Feeding the old school way. I’m so glad we only have a few cows! We use this shed if we have to drag a newborn calf into the barn to get warm.

The next problem of course is keeping the water tanks open.  This would be easier with an electric tank heater, but again, this is a drawback of being on solar energy only.  We do have a propane water heater but it only works when it is about 20 degrees and above, so we are left to find other solutions.  Obviously we chop ice with shovels, spuds, and a pick axe, but when it doesn’t get above minus two for three days it is difficult to keep the water open for the cows. We never fill the tank to the top so we can always put in water from a hydrant and a hose.  This morning, the hoses were frozen as well, even though we kept them in the barn.  We filled a giant 32 gallon cooler with hot water from the house and several 5 gallon buckets and drove them up to the corral and melted all the ice in the tank.  

Watering the old school way, after filling the buckets/cooler inside with steaming hot water we delivered it to the cows 5 gallons at a time.

Oh yes, while all of this activity was going on it continued to snow.  I went back to the panels and cleared them with the snow rake, and then raked some of the snow off the house and garage roofs.  Dave went back in the tractor and cleared the barnyard and the driveway.  He was going to do the whole road, but it’s supposed to keep snowing tonight so he won’t waste the diesel fuel by doing it twice.  Instead he’ll do it tomorrow….if everything starts!

That has been morning life on the ranch the last few days.  It’s “things break cold” weather but the cattle need feeding and the snow needs clearing.  I am not complaining, at least we don’t have a power bill…hahahaha.  We are going to work to make our lives a little easier in the future winters by hooking into the grid.  We have new neighbors to the north and east and are trying to work out a way to split costs to get everyone hooked up out here. After hearing about our winter solar shenanigans nobody seems to want to be off grid.

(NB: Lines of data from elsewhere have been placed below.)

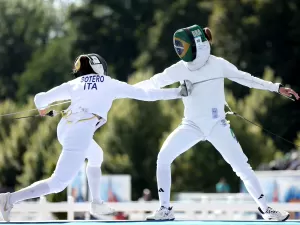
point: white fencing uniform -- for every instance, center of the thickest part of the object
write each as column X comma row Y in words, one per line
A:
column 91, row 99
column 204, row 119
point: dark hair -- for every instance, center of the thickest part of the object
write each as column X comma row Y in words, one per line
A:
column 208, row 34
column 85, row 67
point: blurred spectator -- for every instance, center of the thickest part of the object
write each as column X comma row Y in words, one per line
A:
column 78, row 198
column 146, row 196
column 121, row 216
column 222, row 186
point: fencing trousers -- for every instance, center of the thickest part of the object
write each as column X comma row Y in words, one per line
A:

It’s early afternoon, the snow finally stopped for now, and the sun is peeking out.  The cows are still shuffling around in the corral and they will probably hang out there or go back in the shed until we feed again in the early evening.  Sheriff Joe is passed out in front of the stove and the barn kitty ran back to the barn to hang out in the hay bales.  He has been staying in the mud-room at nights because it is so cold.  Notice I didn’t say “sleeping” in the mud-room. He likes to start meowing around 3AM but it’s way too cold to throw him out. 

And that is how things are on the Holler.  As hectic as the morning seemed, I still feel it was better than going to an office, or even flying in bad weather.  Plus, I get to work with my two favorites, Rancher Dave and Sheriff Joe.  The cows look cold but they seem to be doing fine and are enjoying their extra rations and hot water.  Valentine’s toe is fine, by the way. God Bless all of you reading this.  I hope you are warm and toasty and hanging on to your liberties out there in the real world.  Cheers!

Fatz after getting a drink of hot water.